Though we've only been living in our new apartment for a few short days, the community feels alive, in all of its disparity of classes, disconnected architecture and overgrown gardens. Maybe because it's removed from being a solely student neighbourhood (in which its rental residents often remain boarded indoors or vagrant due to schedules beyond their control), but this neighbourhood feels like it has potential for connection. I would propose that this connection occurs with art as its catalyst.
The community of graduate students we met with today was exciting and felt extremely positive. It felt like maybe the room was full of potential for change and for action. That a community exists on paper, on maps, in a tax-base database is a given, but to begin the momentum to forward thinking and encouraging action is essential.

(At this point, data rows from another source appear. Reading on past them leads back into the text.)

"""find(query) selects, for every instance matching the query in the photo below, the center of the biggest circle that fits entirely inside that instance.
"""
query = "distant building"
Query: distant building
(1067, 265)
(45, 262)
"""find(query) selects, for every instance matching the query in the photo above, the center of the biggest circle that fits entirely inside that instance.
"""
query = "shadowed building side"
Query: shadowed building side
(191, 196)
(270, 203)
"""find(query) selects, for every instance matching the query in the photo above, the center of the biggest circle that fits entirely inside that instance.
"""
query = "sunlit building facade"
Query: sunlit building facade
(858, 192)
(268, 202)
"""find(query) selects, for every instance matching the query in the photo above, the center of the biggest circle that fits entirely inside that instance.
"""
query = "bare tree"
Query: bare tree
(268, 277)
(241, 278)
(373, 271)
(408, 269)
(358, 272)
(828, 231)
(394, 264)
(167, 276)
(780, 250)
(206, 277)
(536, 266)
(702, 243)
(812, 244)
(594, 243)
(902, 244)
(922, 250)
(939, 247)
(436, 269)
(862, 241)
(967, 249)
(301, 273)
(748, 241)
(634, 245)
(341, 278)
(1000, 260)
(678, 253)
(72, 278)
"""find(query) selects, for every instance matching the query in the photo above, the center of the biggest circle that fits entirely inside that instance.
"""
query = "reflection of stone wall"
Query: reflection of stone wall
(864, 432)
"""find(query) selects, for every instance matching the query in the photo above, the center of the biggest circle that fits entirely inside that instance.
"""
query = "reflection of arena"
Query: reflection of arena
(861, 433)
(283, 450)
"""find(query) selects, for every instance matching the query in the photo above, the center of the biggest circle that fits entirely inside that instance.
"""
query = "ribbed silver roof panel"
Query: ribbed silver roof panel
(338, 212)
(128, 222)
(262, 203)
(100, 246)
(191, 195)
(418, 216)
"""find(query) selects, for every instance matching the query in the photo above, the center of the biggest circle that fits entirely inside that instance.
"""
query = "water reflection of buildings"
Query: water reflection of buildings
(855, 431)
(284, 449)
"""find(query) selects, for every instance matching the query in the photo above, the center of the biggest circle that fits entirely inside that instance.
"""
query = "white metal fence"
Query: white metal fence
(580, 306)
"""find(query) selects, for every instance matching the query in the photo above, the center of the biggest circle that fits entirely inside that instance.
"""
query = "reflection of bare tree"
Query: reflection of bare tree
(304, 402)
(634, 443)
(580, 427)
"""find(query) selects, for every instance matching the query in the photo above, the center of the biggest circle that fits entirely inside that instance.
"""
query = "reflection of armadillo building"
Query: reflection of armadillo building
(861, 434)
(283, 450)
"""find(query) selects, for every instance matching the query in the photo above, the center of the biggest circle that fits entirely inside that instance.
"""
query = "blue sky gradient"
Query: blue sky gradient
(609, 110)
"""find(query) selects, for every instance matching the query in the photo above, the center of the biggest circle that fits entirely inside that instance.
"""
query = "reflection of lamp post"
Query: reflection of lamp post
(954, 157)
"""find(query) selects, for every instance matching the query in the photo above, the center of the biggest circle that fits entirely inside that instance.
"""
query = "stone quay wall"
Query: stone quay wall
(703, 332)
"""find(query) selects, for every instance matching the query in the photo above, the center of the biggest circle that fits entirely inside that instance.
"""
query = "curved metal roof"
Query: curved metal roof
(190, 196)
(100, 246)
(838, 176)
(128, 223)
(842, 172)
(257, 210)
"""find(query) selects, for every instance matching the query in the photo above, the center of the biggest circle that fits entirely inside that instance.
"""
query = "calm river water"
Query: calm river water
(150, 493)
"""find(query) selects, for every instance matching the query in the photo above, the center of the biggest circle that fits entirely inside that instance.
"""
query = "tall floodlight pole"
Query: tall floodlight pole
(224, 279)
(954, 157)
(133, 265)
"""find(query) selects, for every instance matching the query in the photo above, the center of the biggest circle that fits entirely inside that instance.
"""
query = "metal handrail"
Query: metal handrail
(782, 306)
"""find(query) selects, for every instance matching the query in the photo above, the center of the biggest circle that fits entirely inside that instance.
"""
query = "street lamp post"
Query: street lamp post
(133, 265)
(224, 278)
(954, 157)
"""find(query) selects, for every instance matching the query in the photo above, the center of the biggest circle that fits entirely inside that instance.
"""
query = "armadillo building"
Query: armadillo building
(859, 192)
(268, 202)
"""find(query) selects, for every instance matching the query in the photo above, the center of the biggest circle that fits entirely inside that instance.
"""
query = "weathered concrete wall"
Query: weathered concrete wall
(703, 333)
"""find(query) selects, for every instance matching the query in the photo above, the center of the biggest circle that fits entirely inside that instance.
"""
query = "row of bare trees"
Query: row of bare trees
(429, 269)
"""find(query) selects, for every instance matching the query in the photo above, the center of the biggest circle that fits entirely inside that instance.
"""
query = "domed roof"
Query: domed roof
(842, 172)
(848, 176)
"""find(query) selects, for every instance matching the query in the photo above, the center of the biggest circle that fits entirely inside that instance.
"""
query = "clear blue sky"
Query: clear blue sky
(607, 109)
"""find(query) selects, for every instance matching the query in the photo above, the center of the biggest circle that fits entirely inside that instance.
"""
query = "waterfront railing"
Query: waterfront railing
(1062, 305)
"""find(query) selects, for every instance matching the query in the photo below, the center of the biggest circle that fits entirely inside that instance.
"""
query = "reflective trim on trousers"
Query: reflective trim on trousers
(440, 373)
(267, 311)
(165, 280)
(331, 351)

To repair a community, there must be an understanding and definition of the problems that need attention. These problems will range from such a variety of people, it is difficult to think that repair is possible. How does the process of addressing one problem not effect another solution negatively? I would rather think that broadly, communities need to be the physical and sociological structure in which change can happen. I would argue that the arts can be among the most powerful impetus to begin a movement of action. In specific terms, I dream of communities that are livable (walkable, breathable, experiential, physically and aesthetically motivated, ecologically responsible, art-friendly, forward-thinking, low traffic, tall trees and open access to information everywhere). Art can begin the steps towards this livable community, but, at least for tonight, I have to think that the residents must be the actual movers within their communities.